Como muitos dos magnatas de Hong Kong, Lai veio da pobreza. Nasceu na China continental, na província de Cantão, dentro de uma família rica que perdeu toda a fortuna quando os comunistas chegaram ao poder, em 1949.
Contrabandeado para Hong Kong quando tinha 12 anos, trabalhou nas fábricas, aprendeu sozinho o inglês e eventualmente fundou o bem-sucedido império de roupas Giordano.
Mas o seu percurso divergiu dos seus contemporâneos em 1989, quando a China enviou tanques para esmagar os protestos pró-democracia na Praça de Tiananmen, em Pequim.
Fundou o seu primeiro jornal pouco depois e escrevia colunas regularmente a criticar os líderes chineses. As autoridades começaram então a fechar as suas lojas de roupa na China continental, por isso Lai desfez-se do negócio e pôs o seu dinheiro no império de media e nos tabloides.

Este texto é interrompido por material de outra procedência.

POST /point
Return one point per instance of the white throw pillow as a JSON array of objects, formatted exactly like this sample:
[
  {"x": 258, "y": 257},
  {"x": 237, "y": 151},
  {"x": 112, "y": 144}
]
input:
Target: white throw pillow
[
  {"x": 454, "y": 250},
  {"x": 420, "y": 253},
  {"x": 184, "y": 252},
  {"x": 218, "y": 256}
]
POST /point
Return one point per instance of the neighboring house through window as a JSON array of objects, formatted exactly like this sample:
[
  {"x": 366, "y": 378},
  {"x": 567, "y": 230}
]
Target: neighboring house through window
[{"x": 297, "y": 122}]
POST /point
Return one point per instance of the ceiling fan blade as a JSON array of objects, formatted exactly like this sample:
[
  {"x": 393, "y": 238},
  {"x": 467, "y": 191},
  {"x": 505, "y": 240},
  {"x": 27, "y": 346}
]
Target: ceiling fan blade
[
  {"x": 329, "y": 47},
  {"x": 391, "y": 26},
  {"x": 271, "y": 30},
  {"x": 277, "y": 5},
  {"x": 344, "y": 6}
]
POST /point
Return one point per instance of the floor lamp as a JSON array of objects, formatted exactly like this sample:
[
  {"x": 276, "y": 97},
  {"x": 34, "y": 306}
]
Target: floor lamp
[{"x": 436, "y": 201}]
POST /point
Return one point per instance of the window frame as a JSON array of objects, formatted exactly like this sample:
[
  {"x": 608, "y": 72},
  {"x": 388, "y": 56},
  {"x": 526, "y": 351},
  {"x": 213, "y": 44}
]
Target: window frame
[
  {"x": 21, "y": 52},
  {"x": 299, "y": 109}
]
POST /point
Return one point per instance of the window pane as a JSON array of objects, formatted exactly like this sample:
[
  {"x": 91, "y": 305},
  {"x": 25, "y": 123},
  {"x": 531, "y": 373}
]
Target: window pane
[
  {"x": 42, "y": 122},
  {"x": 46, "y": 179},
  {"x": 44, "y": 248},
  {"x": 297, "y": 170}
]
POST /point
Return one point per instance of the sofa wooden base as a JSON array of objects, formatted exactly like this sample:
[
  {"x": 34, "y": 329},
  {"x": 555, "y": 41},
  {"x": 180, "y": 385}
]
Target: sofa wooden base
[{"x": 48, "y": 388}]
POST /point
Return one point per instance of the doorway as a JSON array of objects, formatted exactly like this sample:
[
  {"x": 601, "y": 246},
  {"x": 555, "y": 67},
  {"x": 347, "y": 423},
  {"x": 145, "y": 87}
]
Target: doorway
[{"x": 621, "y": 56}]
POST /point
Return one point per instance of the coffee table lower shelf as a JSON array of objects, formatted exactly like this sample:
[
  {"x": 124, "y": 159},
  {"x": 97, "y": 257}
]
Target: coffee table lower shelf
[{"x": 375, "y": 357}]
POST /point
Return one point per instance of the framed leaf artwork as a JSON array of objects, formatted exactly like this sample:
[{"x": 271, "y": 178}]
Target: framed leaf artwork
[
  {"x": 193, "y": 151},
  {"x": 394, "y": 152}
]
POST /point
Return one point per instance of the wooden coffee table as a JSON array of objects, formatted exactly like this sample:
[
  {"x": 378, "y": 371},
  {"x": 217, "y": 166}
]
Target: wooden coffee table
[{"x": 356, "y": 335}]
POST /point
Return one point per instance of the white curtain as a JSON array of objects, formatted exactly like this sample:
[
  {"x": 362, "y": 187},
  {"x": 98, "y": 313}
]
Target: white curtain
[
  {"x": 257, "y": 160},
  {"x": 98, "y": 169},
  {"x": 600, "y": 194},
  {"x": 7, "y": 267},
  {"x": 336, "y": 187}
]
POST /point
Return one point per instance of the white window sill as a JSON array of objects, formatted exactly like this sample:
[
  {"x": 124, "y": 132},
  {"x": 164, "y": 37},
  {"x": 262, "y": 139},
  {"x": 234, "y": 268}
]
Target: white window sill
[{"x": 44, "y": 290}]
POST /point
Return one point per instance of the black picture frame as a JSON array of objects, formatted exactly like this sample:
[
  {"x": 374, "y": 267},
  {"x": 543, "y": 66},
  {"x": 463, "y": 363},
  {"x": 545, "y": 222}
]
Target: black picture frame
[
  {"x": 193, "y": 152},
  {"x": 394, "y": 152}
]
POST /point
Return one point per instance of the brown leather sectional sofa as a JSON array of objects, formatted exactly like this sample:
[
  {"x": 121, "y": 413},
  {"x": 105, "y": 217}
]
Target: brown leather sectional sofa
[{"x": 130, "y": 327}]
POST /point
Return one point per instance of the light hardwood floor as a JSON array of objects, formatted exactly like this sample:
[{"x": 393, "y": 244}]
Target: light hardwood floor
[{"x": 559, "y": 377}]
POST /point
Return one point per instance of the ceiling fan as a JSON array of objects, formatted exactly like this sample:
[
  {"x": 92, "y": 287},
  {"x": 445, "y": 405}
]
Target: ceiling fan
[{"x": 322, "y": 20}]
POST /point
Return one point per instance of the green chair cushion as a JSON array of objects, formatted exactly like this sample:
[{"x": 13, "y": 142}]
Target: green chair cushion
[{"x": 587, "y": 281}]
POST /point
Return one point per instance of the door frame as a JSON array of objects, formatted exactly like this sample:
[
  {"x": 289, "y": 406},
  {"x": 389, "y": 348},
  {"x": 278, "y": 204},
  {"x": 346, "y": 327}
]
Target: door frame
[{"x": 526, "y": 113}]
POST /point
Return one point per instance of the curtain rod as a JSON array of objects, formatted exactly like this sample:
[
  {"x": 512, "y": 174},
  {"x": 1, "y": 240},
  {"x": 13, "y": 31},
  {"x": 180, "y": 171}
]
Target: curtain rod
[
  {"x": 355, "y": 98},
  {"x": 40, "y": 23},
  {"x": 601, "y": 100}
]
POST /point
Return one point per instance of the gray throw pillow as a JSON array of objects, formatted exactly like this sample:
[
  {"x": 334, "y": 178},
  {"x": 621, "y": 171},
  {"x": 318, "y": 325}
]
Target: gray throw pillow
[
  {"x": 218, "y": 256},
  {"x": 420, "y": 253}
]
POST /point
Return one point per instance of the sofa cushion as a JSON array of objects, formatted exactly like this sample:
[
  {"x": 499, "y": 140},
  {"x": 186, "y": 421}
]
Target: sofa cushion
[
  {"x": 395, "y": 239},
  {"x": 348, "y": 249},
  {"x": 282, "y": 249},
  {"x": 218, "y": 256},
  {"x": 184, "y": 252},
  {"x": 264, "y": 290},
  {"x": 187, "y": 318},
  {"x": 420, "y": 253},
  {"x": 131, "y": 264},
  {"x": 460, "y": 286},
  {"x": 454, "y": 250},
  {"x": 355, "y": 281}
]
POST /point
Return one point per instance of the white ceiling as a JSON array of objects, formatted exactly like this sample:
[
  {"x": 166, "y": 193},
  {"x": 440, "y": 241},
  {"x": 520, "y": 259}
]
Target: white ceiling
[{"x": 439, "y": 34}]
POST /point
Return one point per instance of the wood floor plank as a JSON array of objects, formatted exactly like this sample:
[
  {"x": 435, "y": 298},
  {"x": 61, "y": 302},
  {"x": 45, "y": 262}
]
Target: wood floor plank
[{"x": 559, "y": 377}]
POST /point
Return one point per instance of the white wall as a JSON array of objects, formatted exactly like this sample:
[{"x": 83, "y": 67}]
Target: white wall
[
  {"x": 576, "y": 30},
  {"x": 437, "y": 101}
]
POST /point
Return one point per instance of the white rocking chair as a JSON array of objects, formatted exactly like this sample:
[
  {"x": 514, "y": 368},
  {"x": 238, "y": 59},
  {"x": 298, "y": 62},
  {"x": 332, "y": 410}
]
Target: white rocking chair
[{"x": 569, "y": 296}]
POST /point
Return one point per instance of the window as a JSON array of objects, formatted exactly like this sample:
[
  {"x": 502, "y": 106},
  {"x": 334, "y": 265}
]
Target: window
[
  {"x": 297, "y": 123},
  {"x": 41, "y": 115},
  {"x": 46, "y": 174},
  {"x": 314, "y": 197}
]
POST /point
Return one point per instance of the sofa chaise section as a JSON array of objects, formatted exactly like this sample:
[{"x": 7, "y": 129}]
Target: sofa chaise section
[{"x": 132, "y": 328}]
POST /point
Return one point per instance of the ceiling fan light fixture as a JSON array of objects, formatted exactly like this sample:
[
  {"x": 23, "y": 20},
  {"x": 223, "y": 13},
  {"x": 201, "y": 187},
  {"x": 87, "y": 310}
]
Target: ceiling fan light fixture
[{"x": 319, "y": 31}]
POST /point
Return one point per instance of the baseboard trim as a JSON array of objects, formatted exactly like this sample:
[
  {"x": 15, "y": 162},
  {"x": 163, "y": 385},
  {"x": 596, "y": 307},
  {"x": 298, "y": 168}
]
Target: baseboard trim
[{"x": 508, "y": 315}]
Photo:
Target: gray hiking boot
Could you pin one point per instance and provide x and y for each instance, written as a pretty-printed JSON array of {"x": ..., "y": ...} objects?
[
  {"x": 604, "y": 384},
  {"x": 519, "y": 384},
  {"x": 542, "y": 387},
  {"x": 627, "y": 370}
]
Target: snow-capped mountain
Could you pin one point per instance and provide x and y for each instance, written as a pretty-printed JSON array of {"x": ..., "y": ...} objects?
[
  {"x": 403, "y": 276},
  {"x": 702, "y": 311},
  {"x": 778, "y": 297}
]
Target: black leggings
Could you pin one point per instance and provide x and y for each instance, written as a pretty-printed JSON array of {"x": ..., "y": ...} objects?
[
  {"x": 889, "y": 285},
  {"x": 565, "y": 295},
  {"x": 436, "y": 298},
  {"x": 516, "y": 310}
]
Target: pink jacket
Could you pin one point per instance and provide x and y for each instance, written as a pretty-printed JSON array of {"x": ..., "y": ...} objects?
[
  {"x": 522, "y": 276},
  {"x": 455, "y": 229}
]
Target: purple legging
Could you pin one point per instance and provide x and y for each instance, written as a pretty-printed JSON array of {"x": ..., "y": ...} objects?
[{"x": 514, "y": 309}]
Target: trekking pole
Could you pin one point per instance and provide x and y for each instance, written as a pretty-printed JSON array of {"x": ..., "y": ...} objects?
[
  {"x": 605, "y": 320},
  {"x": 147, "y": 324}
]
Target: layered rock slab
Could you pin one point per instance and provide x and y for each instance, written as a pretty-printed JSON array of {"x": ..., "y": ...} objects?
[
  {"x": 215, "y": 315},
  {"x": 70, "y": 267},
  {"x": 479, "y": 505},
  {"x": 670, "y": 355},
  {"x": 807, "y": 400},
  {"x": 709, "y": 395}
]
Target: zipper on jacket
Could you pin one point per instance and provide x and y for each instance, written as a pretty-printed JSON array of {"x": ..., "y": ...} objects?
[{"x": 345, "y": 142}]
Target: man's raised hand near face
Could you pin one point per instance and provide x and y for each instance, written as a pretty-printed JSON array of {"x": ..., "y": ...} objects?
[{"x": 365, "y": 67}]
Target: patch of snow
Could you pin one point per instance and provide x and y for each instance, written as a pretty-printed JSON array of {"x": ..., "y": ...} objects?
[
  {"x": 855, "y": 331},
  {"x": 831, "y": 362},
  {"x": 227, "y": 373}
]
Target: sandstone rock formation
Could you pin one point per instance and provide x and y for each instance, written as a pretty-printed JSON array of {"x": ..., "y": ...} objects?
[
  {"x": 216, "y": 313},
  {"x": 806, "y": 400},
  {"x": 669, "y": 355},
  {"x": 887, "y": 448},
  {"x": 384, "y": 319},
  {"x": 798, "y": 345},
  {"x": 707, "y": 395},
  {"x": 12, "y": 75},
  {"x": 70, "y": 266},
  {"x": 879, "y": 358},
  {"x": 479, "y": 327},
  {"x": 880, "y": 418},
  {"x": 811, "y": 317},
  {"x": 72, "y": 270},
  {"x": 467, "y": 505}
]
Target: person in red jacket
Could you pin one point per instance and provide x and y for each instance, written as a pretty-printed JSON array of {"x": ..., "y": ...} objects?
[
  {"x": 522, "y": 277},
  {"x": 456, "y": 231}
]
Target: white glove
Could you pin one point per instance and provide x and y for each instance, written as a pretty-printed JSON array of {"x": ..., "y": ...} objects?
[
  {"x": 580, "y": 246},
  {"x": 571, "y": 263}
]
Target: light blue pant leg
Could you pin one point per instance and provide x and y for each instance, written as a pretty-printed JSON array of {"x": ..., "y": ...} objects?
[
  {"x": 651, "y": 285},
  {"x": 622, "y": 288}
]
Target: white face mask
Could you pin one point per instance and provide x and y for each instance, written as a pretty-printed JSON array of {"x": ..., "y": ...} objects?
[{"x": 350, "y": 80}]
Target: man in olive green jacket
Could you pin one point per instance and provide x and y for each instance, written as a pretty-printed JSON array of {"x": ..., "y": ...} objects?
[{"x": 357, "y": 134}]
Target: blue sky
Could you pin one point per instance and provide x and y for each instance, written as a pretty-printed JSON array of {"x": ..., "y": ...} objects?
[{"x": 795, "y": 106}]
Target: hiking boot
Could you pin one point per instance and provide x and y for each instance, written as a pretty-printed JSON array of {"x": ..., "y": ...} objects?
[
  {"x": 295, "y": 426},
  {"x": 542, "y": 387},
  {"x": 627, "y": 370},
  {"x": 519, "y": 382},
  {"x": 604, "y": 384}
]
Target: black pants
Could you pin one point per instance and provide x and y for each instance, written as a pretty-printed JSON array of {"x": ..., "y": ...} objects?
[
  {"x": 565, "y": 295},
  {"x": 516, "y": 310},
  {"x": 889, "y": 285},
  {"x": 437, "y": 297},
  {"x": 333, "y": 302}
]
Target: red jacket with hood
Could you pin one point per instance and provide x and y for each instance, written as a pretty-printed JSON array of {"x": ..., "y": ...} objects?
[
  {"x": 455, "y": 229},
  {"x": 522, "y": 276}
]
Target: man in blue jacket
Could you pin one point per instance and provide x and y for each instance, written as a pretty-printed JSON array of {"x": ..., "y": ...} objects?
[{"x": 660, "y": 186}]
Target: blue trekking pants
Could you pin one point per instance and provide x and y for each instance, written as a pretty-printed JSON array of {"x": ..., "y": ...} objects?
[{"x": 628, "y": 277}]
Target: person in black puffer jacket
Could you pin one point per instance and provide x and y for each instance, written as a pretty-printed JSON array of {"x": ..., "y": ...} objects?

Esta não é a primeira vez que Lai é detido. Junto com dezenas de ativistas pró-independência, ele enfrenta diferentes acusações por ter participado nos protestos do ano passado e por desafiar a Polícia ao participar numa vigília por Tiananmen, a 4 de junho, que tinha sido proibida.
Antes da nova lei de segurança nacional ter sido aprovada, os media estatais chineses acusavam-no várias vezes de conluio com potências estrangeiras, nomeadamente depois de se ter encontrado no ano passado com o secretário de Estado norte-americano, Mike Pompeo, e com o vice-presidente dos EUA, Mike Pence.
"O que quer que escrevamos, o que quer que digamos, pode ser subversão, pode ser sedição", previu.
Os dois principais títulos do seu grupo de media - o jornal Apple Daily e a revista Digial Next - apoiam abertamente os protestos pró-democracia numa cidade onde os concorrentes ou apoiam Pequim ou tratam o tema com muito mais cuidado.
As duas publicações há anos que quase não têm publicidade, já que as marcas não querem atrair a ira de Pequim, com Lai a cobrir as perdas com o seu próprio dinheiro.
Mas são populares, oferecendo uma mistura de notícias de celebridades, escândalos sexuais e investigação genuína, como uma série recente sobre como as casas de alguns responsáveis da Polícia violavam as licenças de construção.
Questionado sobre o porquê de arriscar tanto a sua riqueza como a sua liberdade ao criticar Pequim e ao apoiar o movimento pró-democracia, respondeu: "Sou um causador de problemas. Cheguei aqui sem nada, a liberdade desde local deu-me tudo. Talvez seja altura de pagar por essa liberdade lutando por ela."